Joyce Joumaa libanaise née en 1998, elle vit à Montréal et présente une émouvante installation vidéo « Memory Contours » qui évoque le mouvement eugéniste aux États-Unis et ses effets sur les migrants arrivés dans les années 1900. On faisait passer des tests aux immigrants à Ellis Island pour identifier leurs déficiences mentales éventuelles.
Sur un test, les participants devaient de mémoire redessiner des formes, qu’on leur avait montré très rapidement, ce qui conduisait à l’expulsion de ceux qui n’avaient pas réussi le test.
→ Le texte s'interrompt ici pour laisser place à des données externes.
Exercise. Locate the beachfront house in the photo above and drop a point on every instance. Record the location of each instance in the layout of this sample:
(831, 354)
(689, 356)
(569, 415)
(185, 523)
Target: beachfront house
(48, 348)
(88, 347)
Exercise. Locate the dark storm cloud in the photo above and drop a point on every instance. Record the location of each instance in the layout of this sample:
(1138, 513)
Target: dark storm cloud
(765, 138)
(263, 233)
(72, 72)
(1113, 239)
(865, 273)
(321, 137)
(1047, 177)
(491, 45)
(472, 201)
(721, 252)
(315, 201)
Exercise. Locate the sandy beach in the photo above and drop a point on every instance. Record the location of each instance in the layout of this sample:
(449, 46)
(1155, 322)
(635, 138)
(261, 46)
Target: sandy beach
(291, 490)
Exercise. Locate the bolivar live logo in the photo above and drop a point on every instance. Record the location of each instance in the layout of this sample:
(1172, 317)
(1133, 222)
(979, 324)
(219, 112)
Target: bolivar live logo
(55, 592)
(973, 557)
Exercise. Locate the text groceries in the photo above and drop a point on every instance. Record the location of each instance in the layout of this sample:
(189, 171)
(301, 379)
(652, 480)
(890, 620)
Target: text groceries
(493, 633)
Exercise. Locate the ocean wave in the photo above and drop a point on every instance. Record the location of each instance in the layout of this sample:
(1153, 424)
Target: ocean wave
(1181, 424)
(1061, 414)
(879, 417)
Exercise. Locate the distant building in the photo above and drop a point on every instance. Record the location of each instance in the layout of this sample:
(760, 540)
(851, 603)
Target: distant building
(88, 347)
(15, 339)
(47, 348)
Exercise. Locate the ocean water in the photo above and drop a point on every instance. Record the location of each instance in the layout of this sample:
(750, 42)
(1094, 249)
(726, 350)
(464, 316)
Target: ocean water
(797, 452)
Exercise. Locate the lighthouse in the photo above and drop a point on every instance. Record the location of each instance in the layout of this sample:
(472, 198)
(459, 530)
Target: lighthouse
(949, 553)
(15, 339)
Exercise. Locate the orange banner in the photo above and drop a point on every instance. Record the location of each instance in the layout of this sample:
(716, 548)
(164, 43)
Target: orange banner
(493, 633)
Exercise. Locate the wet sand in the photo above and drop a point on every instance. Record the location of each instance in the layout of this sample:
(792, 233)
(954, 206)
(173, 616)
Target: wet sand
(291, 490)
On change de monde avec Andrés Curruchich (1891-1969) peintre autodidacte né au Guatemala, qui avec la « procession de la Saint-Jean« , montre les fidèles pieds nus portant des autels colorés agrémentés de plumes et de drapeaux.
Il rappelle que l’adoption du christianisme par les populations autochtones des Amériques a été un parcours complexe et conflictuel, avec des conversions forcées par privation des terres.
Paula Nicho Cumez, née en 1955 au Guatemala, est une peintre Maya qui exprime l’équilibre entre les mondes naturels et spirituels.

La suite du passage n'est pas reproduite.